Before FERC issued its order, AEP/FE filed a pleading in the case asking for FERC to consolidate the abandonment case with the three year old formal complaint case that Keryn and Ali had first brought in 2010. If you read the November FERC order, you will see a discussion of this issue, as well as an account of a number of objections from intervenors, including me. The formal complaint case is almost finished. The abandonment case hasn’t really even started. It makes no sense to consolidate the two cases, because they are about two entirely different kinds of costs and FERC processes. In its November order, FERC avoided a decision on consolidation and passed it off to the Chief Administrative Law Judge.
Since the November FERC ruling on consolidation, AEP/FE have made a motion for consolidation to the Chief ALJ. Also, since the November order in the abandonment case, settlement talks have broken down, and the administrative judge that was managing settlement talks in Keryn’s and Ali’s formal complaint case has ordered the case back to FERC for a final decision. This is the last stage in the formal complaint case, providing even less reason for this case to be combined with the abandonment case.
Keryn and Ali had also filed a motion with the Chief Administrative Law Judge to allow them to consult an attorney during their settlement negotiations. AEP/FE objected, claiming that if Keryn and Ali consulted an attorney in the case, FERC rules said they had to give up representing themselves and have the attorney represent them instead. Keryn and Ali had asked for permission to consult an attorney, because settlement negotiations are confidential and they needed FERC approval to share this information with an attorney. The FERC Chief ALJ sided with the power companies and refused to allow Keryn and Ali to consult a lawyer during negotiations.
Keryn and Ali have already proven more than a match for AEP/FE’s lawyers, without any additional help. In hundreds of courts across the US, judges have allowed citizens to “unbundle” lawyers’ services, allowing lawyers to consult with people without taking over full legal representation. Federal and state courts have ruled that citizens who represent themselves in cases are entitled to legal help as a fundamental right of due process. Apparently FERC does not subscribe to this established legal doctrine. And Keryn and Ali are not rich power companies that can immediately appeal this ruling to federal court.
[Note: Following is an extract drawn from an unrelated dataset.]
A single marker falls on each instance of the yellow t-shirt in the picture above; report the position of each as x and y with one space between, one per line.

Of course, it is this kind of asymmetrical and unfair environment which always gives large corporations huge advantages over average citizens defending their rights, and the rights of their fellow citizens. So while Keryn and Ali, over AEP/FE objections, got FERC to admit that rate payers have a right to challenge bogus rate increases from dead power line projects, FERC requires citizens to step into the ring with one hand tied behind their backs. But this is nothing new in the PATH case.